Entelechy Development Log

Project Overview

Entelechy is an analytical dashboard and data engine for agricultural data. The main idea was to use satellite imagery to predict crop yields, but we have extended it with all sorts of agriculture relevant data. The project is a baseline for building commodity algorithms, and we have made a wheat algorithm using the engine as demonstration of its use case, with almost 70% return.

The stack is a Python backend with a React frontend to deliver environmental analysis. The backend executes geospatial imagery extraction, news sentiment scoring, and uses that in algorithmic strategies that return well above the buy and hold benchmark.

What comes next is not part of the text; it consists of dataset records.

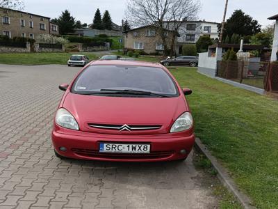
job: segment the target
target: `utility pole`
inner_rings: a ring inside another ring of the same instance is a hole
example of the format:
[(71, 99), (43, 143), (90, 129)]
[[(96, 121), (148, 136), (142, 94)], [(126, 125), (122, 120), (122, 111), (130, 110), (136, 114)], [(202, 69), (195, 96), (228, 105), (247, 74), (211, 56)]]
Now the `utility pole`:
[(222, 41), (223, 40), (224, 25), (225, 24), (226, 13), (227, 13), (227, 8), (228, 8), (228, 0), (226, 0), (225, 9), (224, 10), (224, 15), (223, 15), (223, 21), (222, 22), (222, 26), (221, 26), (220, 37), (219, 38), (219, 42), (222, 42)]

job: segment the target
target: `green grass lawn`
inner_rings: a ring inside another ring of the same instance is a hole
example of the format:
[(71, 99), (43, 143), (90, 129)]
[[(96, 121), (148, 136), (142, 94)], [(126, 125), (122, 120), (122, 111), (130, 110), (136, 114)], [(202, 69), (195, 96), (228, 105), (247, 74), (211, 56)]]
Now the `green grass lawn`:
[(0, 63), (14, 65), (66, 65), (68, 59), (74, 54), (87, 55), (90, 59), (97, 59), (92, 53), (6, 53), (0, 54)]
[(195, 132), (258, 208), (278, 208), (278, 101), (197, 72), (170, 70), (187, 96)]

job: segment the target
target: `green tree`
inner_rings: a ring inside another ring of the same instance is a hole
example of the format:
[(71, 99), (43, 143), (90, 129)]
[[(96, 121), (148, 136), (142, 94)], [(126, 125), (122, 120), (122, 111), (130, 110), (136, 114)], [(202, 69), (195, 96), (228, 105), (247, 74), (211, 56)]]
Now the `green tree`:
[(101, 15), (100, 14), (100, 11), (99, 9), (97, 10), (95, 17), (94, 17), (94, 20), (92, 21), (92, 29), (98, 29), (98, 30), (102, 30), (102, 22), (101, 22)]
[(80, 20), (77, 20), (75, 22), (74, 28), (75, 29), (81, 29), (82, 28), (82, 24), (81, 24), (81, 22)]
[(225, 38), (224, 39), (224, 43), (230, 43), (230, 38), (228, 35), (226, 36)]
[(208, 47), (213, 45), (213, 41), (208, 36), (201, 36), (196, 42), (197, 52), (207, 52)]
[(229, 60), (229, 57), (230, 56), (230, 53), (231, 53), (231, 49), (229, 49), (228, 51), (227, 51), (222, 57), (222, 60), (223, 61), (228, 61)]
[(182, 48), (182, 54), (183, 56), (196, 56), (197, 55), (196, 45), (194, 44), (184, 45)]
[[(252, 36), (261, 32), (261, 27), (257, 20), (246, 15), (241, 10), (236, 10), (225, 22), (223, 36), (231, 37), (233, 33), (238, 34), (240, 36)], [(220, 29), (221, 24), (218, 24), (218, 31)]]
[(268, 33), (259, 33), (254, 35), (250, 38), (250, 44), (255, 45), (265, 45), (270, 47), (273, 41), (273, 36)]
[(82, 24), (82, 27), (83, 27), (83, 28), (88, 27), (88, 24), (87, 23)]
[(70, 15), (70, 13), (67, 10), (62, 12), (62, 15), (57, 20), (56, 24), (59, 26), (59, 32), (62, 35), (74, 31), (74, 18)]
[(231, 49), (230, 51), (230, 54), (229, 55), (229, 61), (237, 61), (238, 56), (236, 56), (236, 53), (234, 51), (234, 49)]
[(126, 20), (124, 22), (124, 28), (123, 28), (123, 31), (129, 31), (131, 29), (131, 26), (129, 26), (129, 22), (127, 22), (127, 20)]
[(102, 17), (102, 27), (104, 29), (112, 29), (112, 20), (108, 10), (105, 10), (104, 17)]

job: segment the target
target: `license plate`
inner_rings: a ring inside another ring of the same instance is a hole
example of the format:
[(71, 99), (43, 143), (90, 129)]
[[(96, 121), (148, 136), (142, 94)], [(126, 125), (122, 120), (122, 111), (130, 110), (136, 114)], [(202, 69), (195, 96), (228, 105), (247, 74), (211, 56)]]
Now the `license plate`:
[(100, 143), (99, 153), (149, 153), (150, 144)]

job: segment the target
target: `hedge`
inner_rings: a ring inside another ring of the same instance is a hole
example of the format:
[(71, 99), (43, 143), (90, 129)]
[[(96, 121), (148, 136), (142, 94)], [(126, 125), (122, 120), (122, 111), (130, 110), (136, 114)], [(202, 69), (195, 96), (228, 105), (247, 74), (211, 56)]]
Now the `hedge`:
[(33, 45), (35, 41), (34, 39), (28, 38), (14, 37), (13, 38), (10, 38), (6, 36), (0, 36), (1, 46), (26, 48), (26, 42), (29, 42), (31, 45)]
[(92, 38), (92, 37), (84, 37), (77, 36), (63, 36), (65, 38), (67, 38), (70, 42), (81, 42), (84, 44), (92, 44), (92, 42), (96, 43), (99, 45), (105, 45), (105, 42), (110, 42), (110, 46), (112, 46), (113, 40), (107, 38)]

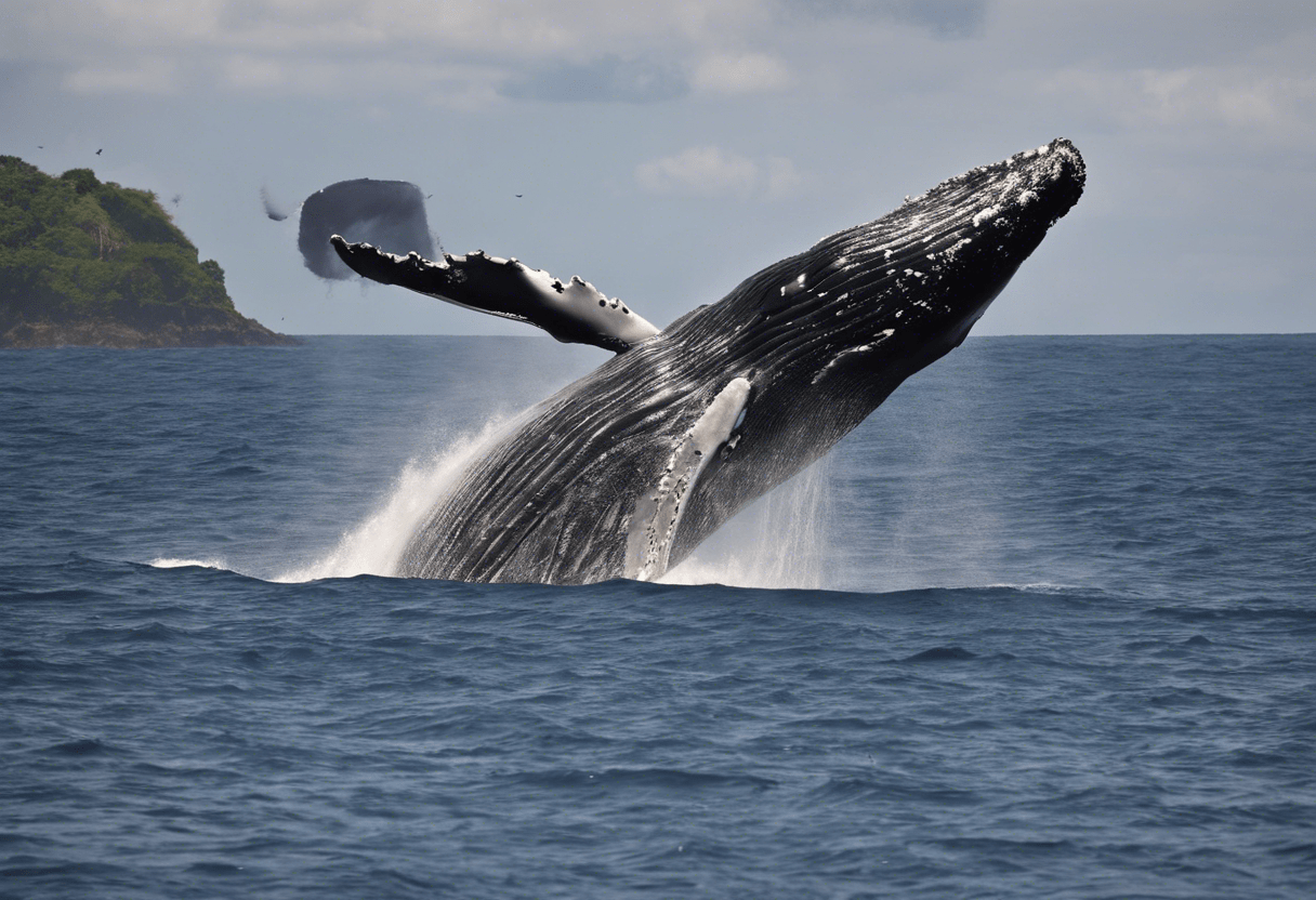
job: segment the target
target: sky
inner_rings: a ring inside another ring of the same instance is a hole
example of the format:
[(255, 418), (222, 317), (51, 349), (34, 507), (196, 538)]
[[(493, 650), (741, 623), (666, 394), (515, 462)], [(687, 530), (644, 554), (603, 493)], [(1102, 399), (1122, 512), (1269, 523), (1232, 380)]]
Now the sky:
[(154, 191), (286, 333), (537, 332), (318, 279), (262, 191), (413, 182), (446, 251), (662, 326), (1055, 137), (1087, 191), (975, 334), (1316, 332), (1309, 0), (4, 5), (0, 153)]

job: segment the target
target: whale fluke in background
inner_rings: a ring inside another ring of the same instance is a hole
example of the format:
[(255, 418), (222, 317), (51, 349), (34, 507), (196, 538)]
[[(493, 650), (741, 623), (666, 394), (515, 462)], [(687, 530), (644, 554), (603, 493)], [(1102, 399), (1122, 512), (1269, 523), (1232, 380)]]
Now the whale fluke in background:
[[(1086, 171), (1065, 139), (974, 168), (769, 266), (662, 332), (619, 341), (616, 357), (467, 466), (396, 574), (661, 578), (959, 346), (1078, 201)], [(544, 293), (547, 276), (515, 261), (333, 246), (367, 278), (495, 314), (520, 303), (528, 321), (558, 314), (554, 283)], [(578, 307), (569, 304), (579, 324)]]
[[(270, 207), (266, 205), (270, 214)], [(274, 218), (274, 214), (270, 214)], [(316, 191), (301, 204), (297, 249), (307, 268), (334, 280), (355, 276), (329, 245), (342, 234), (403, 251), (434, 255), (434, 238), (425, 217), (425, 195), (411, 182), (358, 178)]]

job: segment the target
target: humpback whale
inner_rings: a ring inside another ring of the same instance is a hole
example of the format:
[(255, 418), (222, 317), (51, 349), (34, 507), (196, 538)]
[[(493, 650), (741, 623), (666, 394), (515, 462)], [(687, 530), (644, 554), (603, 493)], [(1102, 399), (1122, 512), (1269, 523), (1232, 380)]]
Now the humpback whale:
[(333, 236), (366, 278), (617, 351), (467, 467), (397, 574), (561, 584), (662, 576), (962, 343), (1084, 178), (1065, 139), (974, 168), (662, 330), (580, 279), (563, 283), (516, 259), (429, 261)]

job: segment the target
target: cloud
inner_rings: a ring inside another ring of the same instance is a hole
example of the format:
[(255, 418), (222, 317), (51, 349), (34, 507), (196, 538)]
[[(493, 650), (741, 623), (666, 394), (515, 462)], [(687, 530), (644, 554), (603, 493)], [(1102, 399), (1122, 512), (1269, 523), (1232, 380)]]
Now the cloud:
[(788, 87), (791, 71), (763, 53), (708, 57), (695, 68), (694, 84), (715, 93), (755, 93)]
[(790, 196), (803, 178), (784, 157), (769, 157), (763, 163), (724, 151), (716, 146), (690, 147), (672, 157), (636, 166), (636, 184), (647, 193), (699, 197), (767, 199)]
[(1294, 130), (1316, 113), (1316, 76), (1262, 74), (1244, 67), (1091, 71), (1067, 68), (1042, 91), (1082, 96), (1132, 126), (1225, 126)]
[(658, 103), (690, 93), (690, 83), (669, 66), (604, 57), (559, 62), (504, 84), (503, 96), (557, 103)]
[(175, 93), (178, 66), (170, 59), (138, 61), (132, 66), (84, 66), (64, 76), (74, 93)]
[(938, 38), (976, 37), (987, 21), (987, 0), (787, 0), (786, 5), (813, 18), (873, 18), (912, 25)]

The React and TypeScript frontend renders information visually such as satellite imagery, dynamic graphs, news and sentiment feeds, weather and flood data. The frontend is not meant to be used for trading, it is just to demonstrate the different data sources, as well as display the trading algorithm we made.

The backend should use this data displayed in the frontend to make trading decisions. Due to API limits we have only written a wheat algorithm, but given its massive success, the other data seen in the frontend such as for almonds or corn can be used to do the same thing.

Implementation Details

The backend calculates Normalized Difference Vegetation Index (NDVI) for farm regions using the Sentinel Hub Process API. Simultaneously, a news service polls commodity headlines and computes explicit market sentiment probabilities via FinBERT classification model.

The frontend integrates these streams. A 3D globe maps critical agricultural regions and local weather from the Open-Meteo API upon selection. Clicking on regions displays the satellite pictures of the top 4 relevant farms, which are used in our wheat algorithm for crop yield analysis.

Data Ingestion and Transformation Pipeline

The pipeline queries the Google Earth Engine API to construct a multi-source time series dataset for US wheat regions (Kansas HRW, North Dakota HRS) over 2015–2024.

Data sources:

  • USDA NASS (KS + ND): production, yield, acreage, price received
  • Sentinel-2: NDVI (greenness), NDWI (water content)
  • MODIS: Land Surface Temperature
  • SMAP: Soil moisture
  • CHIRPS: Precipitation
  • WRDS (WEAT price data)

Firstly, we use data from the USDA National Agricultural Statistics Service (NASS) QuickStats API, focusing on U.S. wheat fundamentals. The data that we pull is only published yearly, hence we use it in combination with the satellite image data (detailed below).

We use USDA CDL data to map regions containing wheat plots to find where wheat is planted for the year and filter to keep data isolated for those regions.

Time series are merged and resampled to daily and weekly frequency with forward-fill for daily data to handle irregular sampling. SMAP is pre-aggregated weekly to reduce query cost.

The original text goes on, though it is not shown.